Le pronostic de la dysplasie cléidocrânienne est généralement favorable, avec une espérance de vie comparable à celle de la population générale. Toutefois, la maladie peut entraîner un impact fonctionnel et psychosocial important, en particulier en raison des anomalies dentaires et squelettiques. Une prise en charge précoce et coordonnée, notamment sur le plan orthodontique et chirurgical, permet d’améliorer significativement la qualité de vie des patients. Le suivi à long terme repose sur une approche multidisciplinaire, permettant d’adapter la prise en charge aux différentes étapes du développement et d’optimiser les résultats fonctionnels, esthétiques et psychologiques. 1,3-4
Références
- Orphanet – Dysostose cléidocrânienne : https://www.orpha.net/fr/disease/detail/1452#:~:text=La%20dysostose%20cl%C3%A9ido%2Dcr%C3%A2nienne%20(CCD,que%20des%20anomalies%20dentaires%20multiples.&text=Synonyme(s)%20%3A,Dysplasie%20cl%C3%A9ido%2Dcr%C3%A2nienne
- Filière OSCAR – dysplasie cléidocrânienne : https://www.filiere-oscar.fr/annuaire/29075/13365-dysplasie-cleido-cranienne.htm
- About Kids Health – Dysplasie cléidocrânienne : https://www.aboutkidshealth.ca/dysplasie-cleidocranienne
- Lafargue H et al. La dysplasie cléido-crânienne : attitudes thérapeutiques et recommandations. À propos d’une observation clinique. Actualités Odonto-Stomatologiques. 2009;247:241-254.
FAQ – Dysplasie cléidocrânienne
- Qu’est-ce que la dysplasie cléidocrânienne ?
Il s’agit d’une maladie génétique rare du développement osseux touchant les clavicules, le crâne et la dentition, avec un retard d’ossification et des anomalies squelettiques et dentaires. - Quelle est la cause de cette maladie ?
Elle est le plus souvent liée à des mutations du gène RUNX2, impliqué dans la formation et la différenciation des cellules osseuses (ostéoblastes). La transmission est généralement autosomique dominante, avec des cas de mutations de novo. - Quels sont les principaux signes cliniques ?

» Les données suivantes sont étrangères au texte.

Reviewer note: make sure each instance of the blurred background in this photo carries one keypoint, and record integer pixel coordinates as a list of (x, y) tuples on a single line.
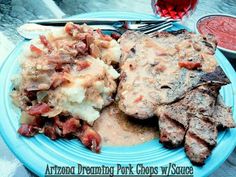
[(14, 13)]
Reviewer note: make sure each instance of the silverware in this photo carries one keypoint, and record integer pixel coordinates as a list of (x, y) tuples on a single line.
[(29, 31), (96, 21)]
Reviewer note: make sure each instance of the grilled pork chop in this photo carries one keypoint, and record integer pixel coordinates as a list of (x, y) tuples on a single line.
[(161, 70), (175, 77)]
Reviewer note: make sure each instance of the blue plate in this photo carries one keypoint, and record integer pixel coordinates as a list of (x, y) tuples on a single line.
[(35, 153)]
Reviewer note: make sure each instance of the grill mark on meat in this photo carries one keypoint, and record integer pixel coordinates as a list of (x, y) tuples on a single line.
[(192, 121), (196, 149), (182, 81), (171, 132)]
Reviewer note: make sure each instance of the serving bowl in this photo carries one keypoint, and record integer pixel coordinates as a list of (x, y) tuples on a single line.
[(227, 52)]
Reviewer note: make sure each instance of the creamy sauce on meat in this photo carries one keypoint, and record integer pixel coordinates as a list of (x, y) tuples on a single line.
[(117, 129)]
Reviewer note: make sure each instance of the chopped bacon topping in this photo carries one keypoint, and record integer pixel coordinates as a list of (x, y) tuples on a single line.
[(58, 79), (50, 131), (27, 130), (70, 27), (45, 42), (35, 49), (90, 138), (115, 36), (103, 36), (138, 99), (189, 65), (38, 109), (70, 126), (82, 65)]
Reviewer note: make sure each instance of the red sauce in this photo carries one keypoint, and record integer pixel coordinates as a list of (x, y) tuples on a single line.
[(224, 29)]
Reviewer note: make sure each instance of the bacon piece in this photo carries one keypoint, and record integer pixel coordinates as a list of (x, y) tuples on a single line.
[(27, 130), (58, 79), (70, 27), (90, 138), (115, 36), (38, 109), (45, 42), (189, 65), (50, 131), (70, 126), (82, 65), (81, 48), (138, 99), (103, 36), (35, 49)]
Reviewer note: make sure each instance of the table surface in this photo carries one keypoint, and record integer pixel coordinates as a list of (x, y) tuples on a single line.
[(16, 12)]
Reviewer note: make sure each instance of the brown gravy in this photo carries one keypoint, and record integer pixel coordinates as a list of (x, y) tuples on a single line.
[(117, 129)]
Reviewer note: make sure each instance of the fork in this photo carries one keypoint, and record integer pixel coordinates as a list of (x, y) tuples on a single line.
[(29, 31)]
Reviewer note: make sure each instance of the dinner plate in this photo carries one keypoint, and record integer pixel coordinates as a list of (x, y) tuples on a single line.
[(36, 152)]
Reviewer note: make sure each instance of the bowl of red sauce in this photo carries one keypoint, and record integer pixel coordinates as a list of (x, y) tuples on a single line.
[(223, 27)]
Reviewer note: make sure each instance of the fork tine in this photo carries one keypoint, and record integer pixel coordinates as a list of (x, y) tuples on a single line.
[(157, 28), (151, 26), (152, 34)]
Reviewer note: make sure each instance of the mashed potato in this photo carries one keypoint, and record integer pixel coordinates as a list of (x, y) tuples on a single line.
[(70, 71)]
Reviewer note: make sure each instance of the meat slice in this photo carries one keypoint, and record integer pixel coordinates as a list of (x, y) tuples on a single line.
[(196, 149), (222, 115), (174, 118), (200, 139), (147, 64), (173, 123), (193, 121)]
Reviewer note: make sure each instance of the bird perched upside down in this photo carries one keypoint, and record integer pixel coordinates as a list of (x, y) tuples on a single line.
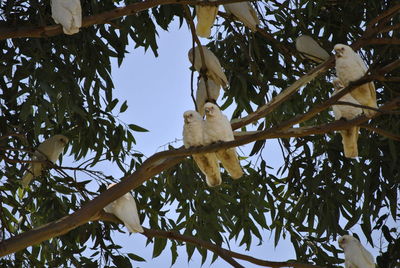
[(350, 67), (214, 69), (49, 150), (193, 136), (349, 136), (356, 256), (124, 208), (68, 13)]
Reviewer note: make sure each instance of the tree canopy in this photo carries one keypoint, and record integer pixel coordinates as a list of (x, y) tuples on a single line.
[(61, 84)]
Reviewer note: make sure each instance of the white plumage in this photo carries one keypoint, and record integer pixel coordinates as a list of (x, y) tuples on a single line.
[(309, 48), (68, 13), (50, 150), (202, 94), (193, 136), (218, 128), (205, 19), (349, 136), (350, 67), (214, 69), (356, 256), (244, 12), (124, 208)]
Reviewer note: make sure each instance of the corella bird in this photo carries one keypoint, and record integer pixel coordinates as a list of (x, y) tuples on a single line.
[(203, 96), (193, 136), (349, 136), (205, 19), (309, 48), (68, 13), (356, 256), (214, 69), (244, 12), (49, 150), (218, 128), (124, 208), (350, 67)]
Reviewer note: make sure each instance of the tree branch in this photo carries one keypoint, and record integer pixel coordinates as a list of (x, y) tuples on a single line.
[(101, 18), (382, 132)]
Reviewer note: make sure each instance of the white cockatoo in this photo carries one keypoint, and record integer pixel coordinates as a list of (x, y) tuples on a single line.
[(124, 208), (356, 256), (214, 69), (203, 96), (218, 128), (350, 67), (349, 136), (244, 12), (309, 48), (49, 150), (68, 13), (193, 136), (205, 19)]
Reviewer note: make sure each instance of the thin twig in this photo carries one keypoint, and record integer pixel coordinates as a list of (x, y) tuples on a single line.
[(223, 253), (382, 132)]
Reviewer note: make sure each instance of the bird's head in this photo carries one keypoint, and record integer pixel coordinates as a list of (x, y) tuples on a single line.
[(110, 185), (211, 109), (191, 116), (342, 50), (61, 139), (346, 241)]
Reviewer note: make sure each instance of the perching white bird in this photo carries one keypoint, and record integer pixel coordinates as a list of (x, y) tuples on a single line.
[(218, 128), (349, 136), (356, 256), (193, 136), (244, 12), (214, 69), (205, 19), (202, 94), (309, 48), (68, 13), (350, 67), (50, 150), (124, 208)]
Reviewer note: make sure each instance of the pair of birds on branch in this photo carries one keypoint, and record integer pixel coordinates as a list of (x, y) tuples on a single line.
[(349, 68), (123, 208), (243, 11)]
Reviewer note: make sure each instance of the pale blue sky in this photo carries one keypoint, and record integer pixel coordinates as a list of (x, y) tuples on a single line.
[(158, 92)]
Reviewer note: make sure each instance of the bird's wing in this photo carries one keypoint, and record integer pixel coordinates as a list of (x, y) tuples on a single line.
[(367, 257), (215, 69), (357, 58), (201, 96), (230, 162), (208, 164), (311, 49), (126, 211), (245, 13)]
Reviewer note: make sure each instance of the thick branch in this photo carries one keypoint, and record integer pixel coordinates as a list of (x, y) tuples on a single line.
[(102, 18)]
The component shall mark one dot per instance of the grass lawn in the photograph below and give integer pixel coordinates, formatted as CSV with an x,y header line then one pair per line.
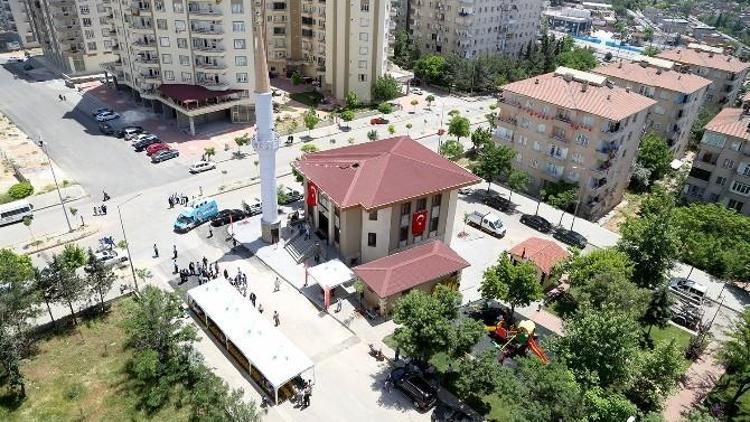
x,y
79,375
309,98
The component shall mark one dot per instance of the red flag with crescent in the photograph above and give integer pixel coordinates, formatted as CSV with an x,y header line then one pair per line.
x,y
418,222
312,194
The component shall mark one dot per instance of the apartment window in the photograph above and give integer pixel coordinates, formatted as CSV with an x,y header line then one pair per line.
x,y
237,7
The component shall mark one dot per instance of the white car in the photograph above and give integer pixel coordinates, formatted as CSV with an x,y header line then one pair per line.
x,y
202,166
107,116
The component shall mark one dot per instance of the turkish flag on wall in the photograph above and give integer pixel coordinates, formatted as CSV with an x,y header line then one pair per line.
x,y
418,222
312,194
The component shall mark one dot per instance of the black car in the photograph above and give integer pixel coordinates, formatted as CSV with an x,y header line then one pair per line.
x,y
120,133
537,222
422,394
165,154
224,217
570,237
498,203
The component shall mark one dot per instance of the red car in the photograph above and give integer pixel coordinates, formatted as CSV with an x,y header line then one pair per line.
x,y
154,148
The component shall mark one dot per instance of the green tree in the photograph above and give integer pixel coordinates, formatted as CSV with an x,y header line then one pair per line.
x,y
459,126
515,284
311,119
426,324
430,68
99,278
385,88
452,149
352,100
600,347
309,148
654,154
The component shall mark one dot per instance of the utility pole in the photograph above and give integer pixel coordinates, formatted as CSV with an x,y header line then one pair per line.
x,y
54,178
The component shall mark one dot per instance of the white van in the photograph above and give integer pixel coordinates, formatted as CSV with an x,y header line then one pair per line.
x,y
16,211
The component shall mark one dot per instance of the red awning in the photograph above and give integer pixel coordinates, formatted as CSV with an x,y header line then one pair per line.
x,y
184,92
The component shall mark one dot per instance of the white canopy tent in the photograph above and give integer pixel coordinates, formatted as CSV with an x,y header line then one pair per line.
x,y
266,348
330,275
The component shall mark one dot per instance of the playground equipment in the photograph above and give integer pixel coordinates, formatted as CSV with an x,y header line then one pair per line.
x,y
517,339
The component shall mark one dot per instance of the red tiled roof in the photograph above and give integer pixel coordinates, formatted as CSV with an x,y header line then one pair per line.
x,y
693,57
381,173
652,76
184,92
730,122
543,253
405,270
613,103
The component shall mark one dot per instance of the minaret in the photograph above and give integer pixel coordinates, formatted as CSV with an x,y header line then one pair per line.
x,y
266,141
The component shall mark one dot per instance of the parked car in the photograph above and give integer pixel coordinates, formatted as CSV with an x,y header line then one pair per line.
x,y
154,148
201,166
128,130
537,222
570,237
422,394
107,116
225,216
145,142
102,110
163,155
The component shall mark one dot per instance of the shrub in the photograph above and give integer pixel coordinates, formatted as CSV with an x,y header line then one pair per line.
x,y
20,190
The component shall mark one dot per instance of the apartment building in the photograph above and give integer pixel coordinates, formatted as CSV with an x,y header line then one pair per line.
x,y
343,46
14,17
576,127
471,28
721,169
679,96
189,60
76,35
727,73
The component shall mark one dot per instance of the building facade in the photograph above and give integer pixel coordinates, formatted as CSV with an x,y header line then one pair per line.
x,y
721,169
679,97
77,36
472,28
15,17
576,127
727,73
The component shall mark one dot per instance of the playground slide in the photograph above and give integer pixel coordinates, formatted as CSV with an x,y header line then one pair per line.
x,y
534,346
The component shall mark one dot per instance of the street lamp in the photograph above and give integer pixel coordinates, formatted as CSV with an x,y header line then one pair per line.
x,y
125,238
43,145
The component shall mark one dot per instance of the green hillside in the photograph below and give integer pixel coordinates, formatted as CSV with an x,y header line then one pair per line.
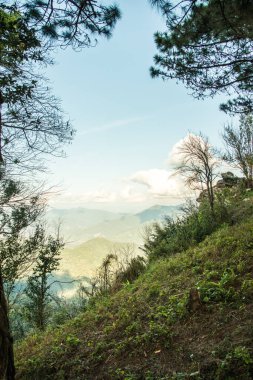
x,y
156,327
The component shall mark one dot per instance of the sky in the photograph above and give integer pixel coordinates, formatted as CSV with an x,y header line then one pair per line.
x,y
128,125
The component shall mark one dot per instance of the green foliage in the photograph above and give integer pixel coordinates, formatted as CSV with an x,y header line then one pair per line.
x,y
192,48
38,286
150,329
177,235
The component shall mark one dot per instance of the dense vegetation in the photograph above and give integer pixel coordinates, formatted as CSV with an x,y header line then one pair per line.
x,y
189,315
185,312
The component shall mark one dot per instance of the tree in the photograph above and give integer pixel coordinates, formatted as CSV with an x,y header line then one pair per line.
x,y
38,286
239,147
31,120
208,46
198,165
71,22
18,241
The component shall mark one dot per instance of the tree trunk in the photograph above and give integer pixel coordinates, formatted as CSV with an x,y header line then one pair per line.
x,y
7,368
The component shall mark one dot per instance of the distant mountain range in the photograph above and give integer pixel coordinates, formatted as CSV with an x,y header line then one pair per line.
x,y
81,224
90,235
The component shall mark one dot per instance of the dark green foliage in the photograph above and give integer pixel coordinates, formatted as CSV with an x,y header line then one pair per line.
x,y
132,271
148,329
177,235
38,284
71,23
192,50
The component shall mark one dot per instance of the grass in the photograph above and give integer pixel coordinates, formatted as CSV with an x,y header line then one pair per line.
x,y
149,330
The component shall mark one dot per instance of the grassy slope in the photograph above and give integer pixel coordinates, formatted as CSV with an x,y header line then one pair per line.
x,y
148,329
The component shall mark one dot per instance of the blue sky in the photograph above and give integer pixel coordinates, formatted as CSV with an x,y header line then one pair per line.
x,y
127,123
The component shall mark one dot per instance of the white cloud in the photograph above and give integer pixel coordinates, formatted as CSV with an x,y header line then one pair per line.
x,y
142,187
160,183
113,125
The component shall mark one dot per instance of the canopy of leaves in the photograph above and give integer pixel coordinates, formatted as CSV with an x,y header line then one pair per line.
x,y
71,22
209,47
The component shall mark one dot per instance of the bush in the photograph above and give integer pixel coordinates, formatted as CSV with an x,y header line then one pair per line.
x,y
198,221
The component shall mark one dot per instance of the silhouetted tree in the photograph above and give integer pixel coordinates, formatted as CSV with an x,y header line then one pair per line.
x,y
208,46
239,147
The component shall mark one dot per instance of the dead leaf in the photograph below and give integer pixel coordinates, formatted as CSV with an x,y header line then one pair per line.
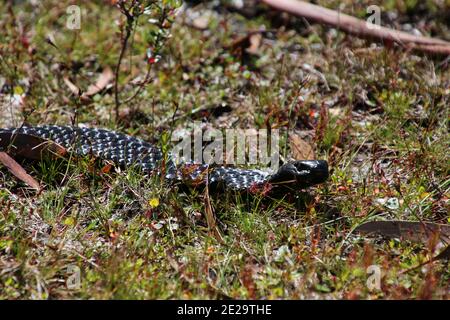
x,y
300,149
409,230
17,170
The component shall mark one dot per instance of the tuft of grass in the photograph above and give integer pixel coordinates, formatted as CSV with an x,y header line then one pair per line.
x,y
378,115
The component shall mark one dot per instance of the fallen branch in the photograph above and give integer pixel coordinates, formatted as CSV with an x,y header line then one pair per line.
x,y
360,27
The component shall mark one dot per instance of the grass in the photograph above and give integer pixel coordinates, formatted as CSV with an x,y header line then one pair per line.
x,y
378,115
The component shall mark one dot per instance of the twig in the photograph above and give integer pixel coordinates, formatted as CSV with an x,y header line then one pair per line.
x,y
360,27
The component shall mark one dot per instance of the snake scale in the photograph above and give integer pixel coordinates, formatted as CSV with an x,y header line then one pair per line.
x,y
125,150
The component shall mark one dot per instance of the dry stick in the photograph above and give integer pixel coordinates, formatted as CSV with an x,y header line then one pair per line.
x,y
119,62
359,27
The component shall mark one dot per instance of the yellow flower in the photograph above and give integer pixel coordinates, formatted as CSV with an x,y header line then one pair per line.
x,y
153,202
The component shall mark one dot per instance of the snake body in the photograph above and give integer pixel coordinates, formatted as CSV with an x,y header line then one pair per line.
x,y
125,150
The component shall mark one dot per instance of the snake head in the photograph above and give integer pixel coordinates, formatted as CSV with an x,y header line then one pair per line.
x,y
304,173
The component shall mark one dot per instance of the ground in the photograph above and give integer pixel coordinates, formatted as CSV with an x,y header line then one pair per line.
x,y
378,114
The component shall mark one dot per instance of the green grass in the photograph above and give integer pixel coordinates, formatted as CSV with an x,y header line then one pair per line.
x,y
379,116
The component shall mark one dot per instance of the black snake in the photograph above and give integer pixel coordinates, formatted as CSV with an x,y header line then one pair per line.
x,y
125,150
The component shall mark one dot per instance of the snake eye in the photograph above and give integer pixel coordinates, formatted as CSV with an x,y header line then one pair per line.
x,y
311,172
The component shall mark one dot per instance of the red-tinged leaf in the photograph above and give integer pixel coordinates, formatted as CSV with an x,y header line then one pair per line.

On observe notamment une absence ou hypoplasie des clavicules, une persistance des fontanelles et sutures crâniennes, un crâne volumineux avec front proéminent, ainsi qu’une petite taille et parfois des anomalies du thorax ou des membres. - Quelles sont les anomalies dentaires caractéristiques ?
Elles incluent un retard d’éruption des dents permanentes, la persistance des dents temporaires, la présence fréquente de dents surnuméraires et des malpositions dentaires, pouvant entraîner des difficultés fonctionnelles et esthétiques. - Comment s’opère le diagnostic et quelle est la prise en charge ?
Le diagnostic repose sur l’examen clinique, l’imagerie (radiographies) et la confirmation génétique par analyse de RUNX2. La prise en charge est multidisciplinaire, avec un suivi orthodontique, chirurgical et orthopédique sur le long terme. Le pronostic est généralement favorable avec une espérance de vie normale.